Thank you for posting the link. The video touched deeply. I don't have Type 1 and I'm not a teen, but I came away with an understanding, if you will, of fear...of the constant (because I'm a parent?).
It is very feasible for this family to have known that many to have succumbed to lows, since there's a likelihood that Grace has met many other children with diabetes through camps and groups affiliated with the JDRF.
My heart goes out to the whole family, as they are embarking a time when Grace is wanting more independence, and nearing a day when Grace will go her own way.

Alex’s mom does bring up a good point that we may have to be a little more realistic about the model. Its complicated and we will have to trouble shoot it someday, probably. That’s gonna be hard if we aren’t realistic about all the variables that are involved in making the numbers come out right. We are all playing cards with a deck that’s less than 52 cards, unless your liver sends you greeting cards informing you of its weekend plans like mine does. (just teasing) It is super awesome that your able to do that, Sam, and that diabetics can fly planes. You all continue to keep me optimistic about what is possible.
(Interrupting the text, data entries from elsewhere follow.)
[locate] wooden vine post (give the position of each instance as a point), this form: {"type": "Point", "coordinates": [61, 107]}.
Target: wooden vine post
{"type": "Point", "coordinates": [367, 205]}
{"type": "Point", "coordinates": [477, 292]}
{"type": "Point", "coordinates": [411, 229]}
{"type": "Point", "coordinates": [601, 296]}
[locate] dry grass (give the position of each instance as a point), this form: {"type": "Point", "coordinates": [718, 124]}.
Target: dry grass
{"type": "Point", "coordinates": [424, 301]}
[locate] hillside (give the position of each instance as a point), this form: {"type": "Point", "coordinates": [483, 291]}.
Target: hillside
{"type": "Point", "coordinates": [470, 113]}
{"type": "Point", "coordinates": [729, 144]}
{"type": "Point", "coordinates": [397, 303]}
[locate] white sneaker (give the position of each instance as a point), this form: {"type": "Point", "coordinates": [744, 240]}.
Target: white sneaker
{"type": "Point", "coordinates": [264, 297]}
Sam - I took a writing class many years ago and the professor used a metahphor to demonstrate the nature of the "truth" and its sometimes conflicting aspects.

She told us to imagine a city mansion surrounded by a fence and a dense hedge. At various intervals in the hedge were openings to permit seeing the mansion. At each opening people could observe the various facets of the mansion. When these various perspectives are compared, they, of course, do not agree with each other. In some cases the perspectives are contradictory. But they all view one facet of the truth or the totality of what this mansion comprises.
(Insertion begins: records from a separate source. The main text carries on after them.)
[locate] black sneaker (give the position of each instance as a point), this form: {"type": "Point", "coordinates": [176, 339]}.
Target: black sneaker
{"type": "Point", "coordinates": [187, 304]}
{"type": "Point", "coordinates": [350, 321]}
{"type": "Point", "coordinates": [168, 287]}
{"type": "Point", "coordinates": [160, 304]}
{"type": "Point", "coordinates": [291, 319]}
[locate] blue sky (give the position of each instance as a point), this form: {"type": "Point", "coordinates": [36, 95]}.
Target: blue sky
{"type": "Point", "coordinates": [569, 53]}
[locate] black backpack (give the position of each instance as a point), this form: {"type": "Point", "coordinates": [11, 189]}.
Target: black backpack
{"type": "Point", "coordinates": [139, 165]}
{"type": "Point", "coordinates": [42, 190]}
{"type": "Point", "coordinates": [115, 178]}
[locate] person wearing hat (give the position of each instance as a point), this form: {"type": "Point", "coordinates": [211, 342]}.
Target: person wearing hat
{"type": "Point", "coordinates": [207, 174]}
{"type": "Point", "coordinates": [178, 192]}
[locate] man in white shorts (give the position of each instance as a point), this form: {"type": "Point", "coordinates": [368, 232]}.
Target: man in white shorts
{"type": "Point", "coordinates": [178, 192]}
Your perspective of the social side of diabetes as it relates to workplace competence is valid. It seems crazy to concede weakness because it undermines your whole perspective. I get where you're coming from. In fact I take pride that a fellow PWD can go out into the world each day and shoulder tremendous responsibility. We are no less capable than anyone else!

The larger "truth" however subsumes your perspective and also includes the vulnerable side of diabetes. It is no less real than your competence and confidence. I don't think either of these perspectives is false. I just think they are facets of a larger reality.